Lithium–sulfur (Li–S) batteries have been attracting much attention because of their outstanding theoretical capacity and abundance of sulfur. However, there are still some drawbacks, in which the shuttling of soluble polysulfides in the charge and discharge process severely limits its practical application. Herein, new 3D interconnected carbon nanotubes (CNTs) embedded with in situ grown cobalt disulfide (CoS2) nanoparticles (CoS2/CNTs) as an advanced matrix for sulfur electrode are developed. The 3D interconnected CNTs exhibit a good conductivity and a highly porous structure, which are promising for fast electron transport and buffering volume expansion. Furthermore, abundant CoS2 nanoparticles not only help to chemically trap the soluble polysulfides but also dynamically enhance polysulfide redox reactions. Because of these synchronous advantages, enhanced electrochemical performances including high capacity, superior redox reaction kinetics, and excellent cycling stability are achieved.
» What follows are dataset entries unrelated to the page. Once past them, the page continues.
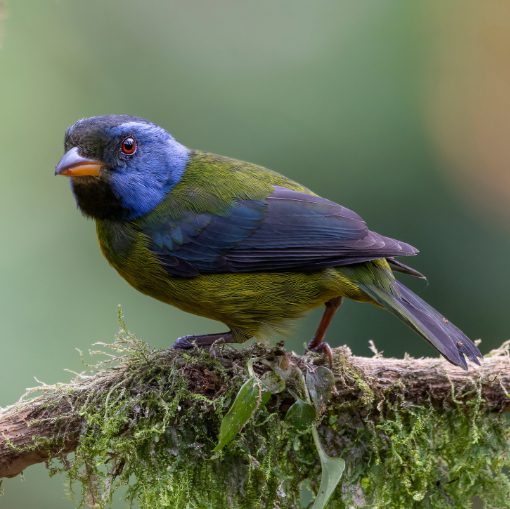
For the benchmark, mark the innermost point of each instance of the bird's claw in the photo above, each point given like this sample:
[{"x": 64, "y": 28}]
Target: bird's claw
[
  {"x": 324, "y": 348},
  {"x": 184, "y": 343}
]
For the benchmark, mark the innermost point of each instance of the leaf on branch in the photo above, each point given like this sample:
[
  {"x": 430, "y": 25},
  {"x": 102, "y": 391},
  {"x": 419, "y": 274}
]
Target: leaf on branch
[
  {"x": 245, "y": 404},
  {"x": 300, "y": 415},
  {"x": 332, "y": 471}
]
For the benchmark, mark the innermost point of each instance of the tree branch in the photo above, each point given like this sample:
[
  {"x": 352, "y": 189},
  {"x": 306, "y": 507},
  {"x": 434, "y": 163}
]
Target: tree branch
[{"x": 49, "y": 424}]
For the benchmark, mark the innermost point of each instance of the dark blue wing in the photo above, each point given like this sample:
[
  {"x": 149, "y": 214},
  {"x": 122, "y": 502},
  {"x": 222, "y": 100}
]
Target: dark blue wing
[{"x": 288, "y": 230}]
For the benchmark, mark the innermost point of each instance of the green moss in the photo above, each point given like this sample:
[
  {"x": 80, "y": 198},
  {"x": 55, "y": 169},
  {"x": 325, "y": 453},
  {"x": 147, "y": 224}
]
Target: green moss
[{"x": 149, "y": 434}]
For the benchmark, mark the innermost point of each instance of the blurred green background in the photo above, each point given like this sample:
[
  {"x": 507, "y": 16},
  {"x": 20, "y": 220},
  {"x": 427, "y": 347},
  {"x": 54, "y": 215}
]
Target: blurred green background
[{"x": 399, "y": 110}]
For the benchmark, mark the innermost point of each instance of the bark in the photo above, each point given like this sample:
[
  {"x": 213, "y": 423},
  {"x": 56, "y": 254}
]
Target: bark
[{"x": 49, "y": 424}]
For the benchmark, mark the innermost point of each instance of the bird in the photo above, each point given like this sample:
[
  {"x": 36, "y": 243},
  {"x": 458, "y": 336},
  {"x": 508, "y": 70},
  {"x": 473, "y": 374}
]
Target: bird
[{"x": 233, "y": 241}]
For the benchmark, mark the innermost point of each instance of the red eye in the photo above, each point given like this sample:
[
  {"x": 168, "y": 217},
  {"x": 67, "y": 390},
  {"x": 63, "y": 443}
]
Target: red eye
[{"x": 128, "y": 146}]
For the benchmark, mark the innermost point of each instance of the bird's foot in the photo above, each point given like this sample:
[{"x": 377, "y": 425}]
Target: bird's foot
[
  {"x": 203, "y": 341},
  {"x": 324, "y": 348}
]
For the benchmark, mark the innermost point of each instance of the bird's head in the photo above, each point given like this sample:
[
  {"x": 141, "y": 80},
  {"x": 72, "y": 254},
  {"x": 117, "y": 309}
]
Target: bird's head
[{"x": 121, "y": 167}]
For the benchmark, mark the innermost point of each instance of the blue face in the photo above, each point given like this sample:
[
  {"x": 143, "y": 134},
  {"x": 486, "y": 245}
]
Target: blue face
[{"x": 141, "y": 164}]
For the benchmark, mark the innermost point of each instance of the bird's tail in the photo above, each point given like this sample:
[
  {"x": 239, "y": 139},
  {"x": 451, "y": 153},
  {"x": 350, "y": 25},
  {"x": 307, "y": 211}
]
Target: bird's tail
[{"x": 451, "y": 342}]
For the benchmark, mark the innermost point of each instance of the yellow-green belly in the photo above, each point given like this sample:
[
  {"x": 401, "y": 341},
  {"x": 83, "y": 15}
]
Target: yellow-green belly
[{"x": 248, "y": 303}]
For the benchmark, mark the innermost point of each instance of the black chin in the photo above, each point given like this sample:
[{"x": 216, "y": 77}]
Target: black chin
[{"x": 96, "y": 199}]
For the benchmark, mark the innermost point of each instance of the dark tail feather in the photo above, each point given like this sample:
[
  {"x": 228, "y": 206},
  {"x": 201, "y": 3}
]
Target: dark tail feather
[
  {"x": 398, "y": 266},
  {"x": 451, "y": 342}
]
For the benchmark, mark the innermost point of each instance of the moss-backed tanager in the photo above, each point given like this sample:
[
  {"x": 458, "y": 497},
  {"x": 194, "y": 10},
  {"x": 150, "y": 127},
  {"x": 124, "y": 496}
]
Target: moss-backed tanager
[{"x": 233, "y": 241}]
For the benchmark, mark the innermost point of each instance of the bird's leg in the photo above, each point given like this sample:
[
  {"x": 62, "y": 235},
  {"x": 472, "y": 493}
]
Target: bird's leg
[
  {"x": 317, "y": 344},
  {"x": 205, "y": 340}
]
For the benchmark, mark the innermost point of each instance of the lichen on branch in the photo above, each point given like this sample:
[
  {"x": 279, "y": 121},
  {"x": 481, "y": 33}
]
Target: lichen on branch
[{"x": 413, "y": 432}]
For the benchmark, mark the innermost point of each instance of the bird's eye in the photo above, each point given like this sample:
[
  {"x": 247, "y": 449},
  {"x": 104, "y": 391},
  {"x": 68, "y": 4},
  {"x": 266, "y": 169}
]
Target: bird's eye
[{"x": 128, "y": 146}]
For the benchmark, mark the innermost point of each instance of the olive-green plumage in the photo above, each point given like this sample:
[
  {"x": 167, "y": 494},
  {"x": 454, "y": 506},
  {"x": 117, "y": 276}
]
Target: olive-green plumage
[
  {"x": 233, "y": 241},
  {"x": 251, "y": 304}
]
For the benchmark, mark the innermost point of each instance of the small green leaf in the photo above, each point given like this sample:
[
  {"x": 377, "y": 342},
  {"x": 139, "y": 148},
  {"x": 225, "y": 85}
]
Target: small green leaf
[
  {"x": 300, "y": 415},
  {"x": 239, "y": 414},
  {"x": 320, "y": 383},
  {"x": 272, "y": 382},
  {"x": 332, "y": 471}
]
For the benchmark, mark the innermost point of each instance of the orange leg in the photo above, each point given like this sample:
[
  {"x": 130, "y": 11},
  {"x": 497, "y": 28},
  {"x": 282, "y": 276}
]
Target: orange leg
[{"x": 317, "y": 344}]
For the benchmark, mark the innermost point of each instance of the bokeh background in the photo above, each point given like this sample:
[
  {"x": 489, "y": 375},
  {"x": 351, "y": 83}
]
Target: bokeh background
[{"x": 400, "y": 110}]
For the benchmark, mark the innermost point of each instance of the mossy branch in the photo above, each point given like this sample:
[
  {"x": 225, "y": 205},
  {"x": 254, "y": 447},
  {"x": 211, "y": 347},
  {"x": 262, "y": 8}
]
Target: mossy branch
[{"x": 143, "y": 397}]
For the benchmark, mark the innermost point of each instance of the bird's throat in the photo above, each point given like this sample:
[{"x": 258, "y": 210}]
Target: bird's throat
[{"x": 96, "y": 199}]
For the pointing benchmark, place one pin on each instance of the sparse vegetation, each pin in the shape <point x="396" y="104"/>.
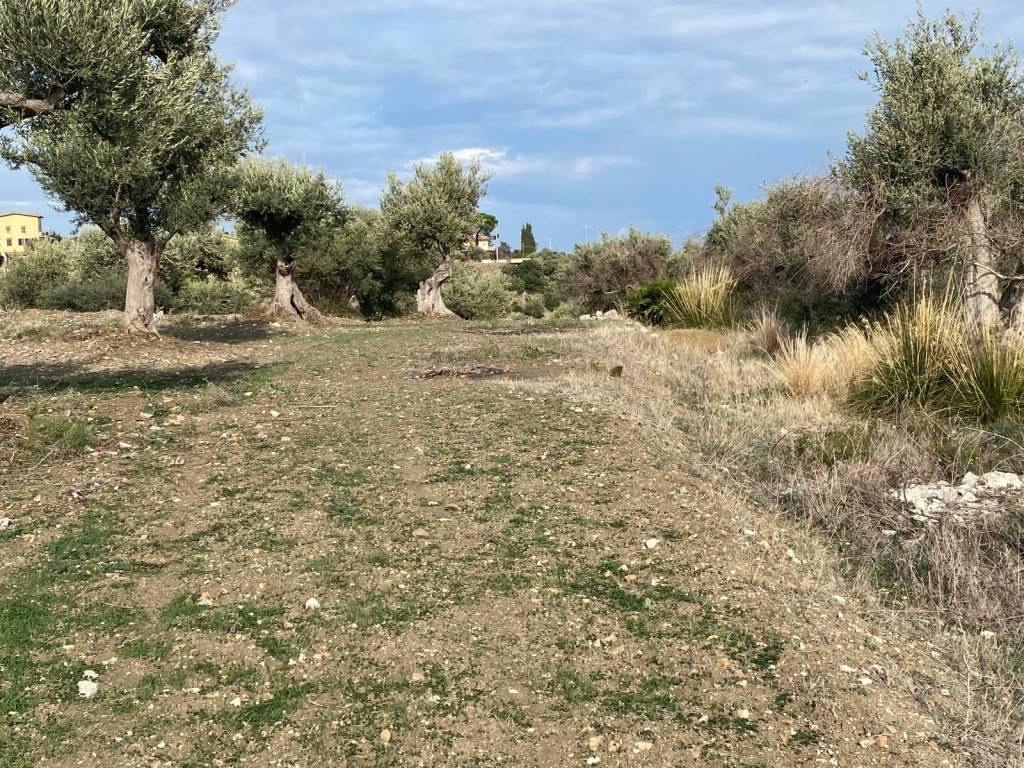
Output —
<point x="774" y="511"/>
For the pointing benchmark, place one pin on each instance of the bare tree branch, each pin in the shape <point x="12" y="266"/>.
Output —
<point x="26" y="108"/>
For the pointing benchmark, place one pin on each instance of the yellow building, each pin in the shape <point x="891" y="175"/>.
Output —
<point x="16" y="229"/>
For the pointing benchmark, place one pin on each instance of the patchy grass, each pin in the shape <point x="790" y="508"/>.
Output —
<point x="479" y="551"/>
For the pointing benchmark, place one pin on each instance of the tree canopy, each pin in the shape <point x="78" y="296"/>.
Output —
<point x="291" y="206"/>
<point x="948" y="119"/>
<point x="123" y="112"/>
<point x="527" y="243"/>
<point x="435" y="210"/>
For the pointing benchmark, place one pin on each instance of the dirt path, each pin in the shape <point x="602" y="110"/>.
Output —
<point x="503" y="577"/>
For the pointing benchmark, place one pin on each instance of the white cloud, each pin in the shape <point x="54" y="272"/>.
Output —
<point x="501" y="164"/>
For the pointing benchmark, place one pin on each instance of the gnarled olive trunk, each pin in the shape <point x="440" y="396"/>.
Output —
<point x="982" y="288"/>
<point x="288" y="301"/>
<point x="140" y="306"/>
<point x="428" y="299"/>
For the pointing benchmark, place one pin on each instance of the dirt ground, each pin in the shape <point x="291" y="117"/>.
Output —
<point x="403" y="545"/>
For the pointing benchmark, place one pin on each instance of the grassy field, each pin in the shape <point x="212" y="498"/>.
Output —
<point x="422" y="545"/>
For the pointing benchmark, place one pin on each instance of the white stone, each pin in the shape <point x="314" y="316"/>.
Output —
<point x="1003" y="480"/>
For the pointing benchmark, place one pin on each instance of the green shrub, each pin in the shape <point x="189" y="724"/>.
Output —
<point x="701" y="300"/>
<point x="526" y="278"/>
<point x="600" y="273"/>
<point x="215" y="297"/>
<point x="534" y="307"/>
<point x="30" y="275"/>
<point x="92" y="256"/>
<point x="647" y="302"/>
<point x="97" y="295"/>
<point x="477" y="294"/>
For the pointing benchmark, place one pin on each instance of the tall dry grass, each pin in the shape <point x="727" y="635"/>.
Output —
<point x="835" y="468"/>
<point x="923" y="358"/>
<point x="826" y="367"/>
<point x="701" y="300"/>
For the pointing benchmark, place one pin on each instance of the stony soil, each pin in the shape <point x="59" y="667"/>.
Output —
<point x="375" y="546"/>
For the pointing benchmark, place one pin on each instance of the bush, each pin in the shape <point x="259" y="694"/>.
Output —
<point x="805" y="248"/>
<point x="92" y="256"/>
<point x="215" y="297"/>
<point x="601" y="273"/>
<point x="97" y="295"/>
<point x="702" y="299"/>
<point x="475" y="294"/>
<point x="94" y="296"/>
<point x="647" y="302"/>
<point x="199" y="256"/>
<point x="926" y="357"/>
<point x="30" y="275"/>
<point x="534" y="307"/>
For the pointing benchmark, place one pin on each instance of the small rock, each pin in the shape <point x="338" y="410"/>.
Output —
<point x="1003" y="480"/>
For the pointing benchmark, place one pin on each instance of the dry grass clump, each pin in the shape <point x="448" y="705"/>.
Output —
<point x="928" y="358"/>
<point x="823" y="368"/>
<point x="925" y="358"/>
<point x="701" y="300"/>
<point x="836" y="468"/>
<point x="768" y="332"/>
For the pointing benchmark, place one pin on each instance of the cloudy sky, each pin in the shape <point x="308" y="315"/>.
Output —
<point x="592" y="115"/>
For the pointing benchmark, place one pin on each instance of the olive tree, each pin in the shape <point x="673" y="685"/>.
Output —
<point x="946" y="135"/>
<point x="433" y="214"/>
<point x="290" y="206"/>
<point x="121" y="110"/>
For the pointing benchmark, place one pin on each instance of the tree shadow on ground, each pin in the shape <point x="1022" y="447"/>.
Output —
<point x="58" y="377"/>
<point x="235" y="332"/>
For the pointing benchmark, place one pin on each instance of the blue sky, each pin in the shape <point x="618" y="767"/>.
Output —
<point x="593" y="115"/>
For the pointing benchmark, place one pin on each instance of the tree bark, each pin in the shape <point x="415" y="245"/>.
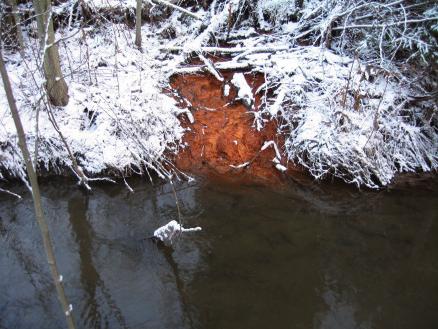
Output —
<point x="55" y="84"/>
<point x="13" y="4"/>
<point x="138" y="24"/>
<point x="39" y="214"/>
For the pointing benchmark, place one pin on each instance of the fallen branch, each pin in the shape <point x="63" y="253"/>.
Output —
<point x="210" y="67"/>
<point x="234" y="50"/>
<point x="10" y="193"/>
<point x="372" y="26"/>
<point x="219" y="66"/>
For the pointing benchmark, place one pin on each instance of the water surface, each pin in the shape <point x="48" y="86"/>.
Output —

CoS2/carbon nanotubes (CNTs) is obtained by an in situ synthesis method and used as an advanced sulfur host. The interconnected CNTs facilitate electron transport and mitigate volume expansion of the cathode. The CoS2 nanoparticles provide a chemical trap for soluble polysul‐fides and enhance their redox reactions. Because of such synchronous advantages, the CoS2/CNTs‐based sulfur cathode delivers enhanced electrochemical performances.